Avant de toucher tout le territoire, la mobilisation s'est créée dans le nord-est, notamment en Moselle, dans la Meuse et en Alsace, où les grévistes ont promis de rester jusqu'à ce qu'ils soient délogés. A Longuenesse, ce sont les policiers qui ont pris le relais pour remplacer le personnel absent ce matin.

Nicole Belloubet, la Ministre de la Justice, doit recevoir des délégations syndicales aujourd'hui. Elle a bien essayé de proposer un premier projet d'accord samedi, mais ce dernier a été rejeté par les syndicats présents autour de la table. Certains d'entre eux, comme FO, ont même refusé de prendre part aux négociations. Avec la CGT, la centrale syndicale appelle à reconduire le mouvement jusqu'à ce que leurs revendications soient entendues et mises en oeuvre par le gouvernement.

"Le mouvement sera dur et ne s'arrêtera pas si le gouvernement ne propose que des mesurettes", prévient Christophe Dorangeville, le secrétaire général de la CGT-Pénitentiaire, qui se prépare donc à une grève reconductible.

Barricades et discussions

Tout le territoire national est touché par ce mouvement, à commencer par la prison de Fleury-Mérogis (Essonne), le plus grand centre pénitentiaire d'Europe avec ses 4.300 détenus. Ce matin, 150 surveillants bloquaient l'accès à la prison avec des palettes et des pneus. Ils étaient également environ 50 à Fresnes, même si le ministère refuse d'avancer de quelconques chiffres pour le moment.

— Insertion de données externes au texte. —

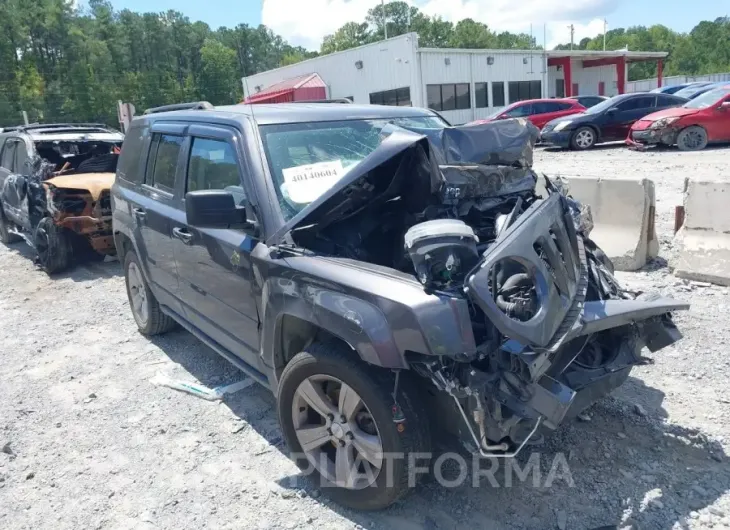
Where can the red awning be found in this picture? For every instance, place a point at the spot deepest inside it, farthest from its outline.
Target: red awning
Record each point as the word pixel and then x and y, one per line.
pixel 287 90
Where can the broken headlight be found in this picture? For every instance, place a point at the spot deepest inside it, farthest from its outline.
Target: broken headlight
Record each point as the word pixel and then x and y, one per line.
pixel 660 124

Les centrales syndicales concernées par le mouvement de grève seront reçues en début d'après-midi par la Garde des Sceaux, qui "souhaite reprendre immédiatement le dialogue". Dans un communiqué publié dans la nuit de dimanche à lundi, le ministère de la Justice a également demandé aux surveillants de faire preuve de "responsabilité" pour assurer "le fonctionnement des établissements pénitentiaires".

Une demande qui n'a pas été respectée dans les trois quarts des prisons françaises ce matin.

Une proposition d'accord déjà rejetée

Le projet d'accord, présenté samedi par la Garde des Sceaux et rejeté par les syndicats en grève, proposait une revalorisation des indemnités et du statut des 28.000 surveillants pénitentiaires, mais "bien en deçà des attentes" du personnel mobilisé, qui se sent "mal considéré". De même, la création de 1.100 postes en quatre ans, proposée par le gouvernement, est jugée insuffisante ; le personnel des prisons attend davantage. Le ministère juge pourtant s'être appuyé sur les revendications des syndicats, avec des mesures favorisant la prise en charge des détenus religieusement radicalisés.

Sur le volet salarial, l'Ufap, la centrale majoritaire qui représente 40% des gardiens de prison, réclame une augmentation des primes de nuit ou de pénibilité. De leur côté, FO et la CGT tablent plutôt sur une évolution du statut des agents, qu'ils souhaiteraient voir passer de la catégorie C à la catégorie B de la Fonction Publique.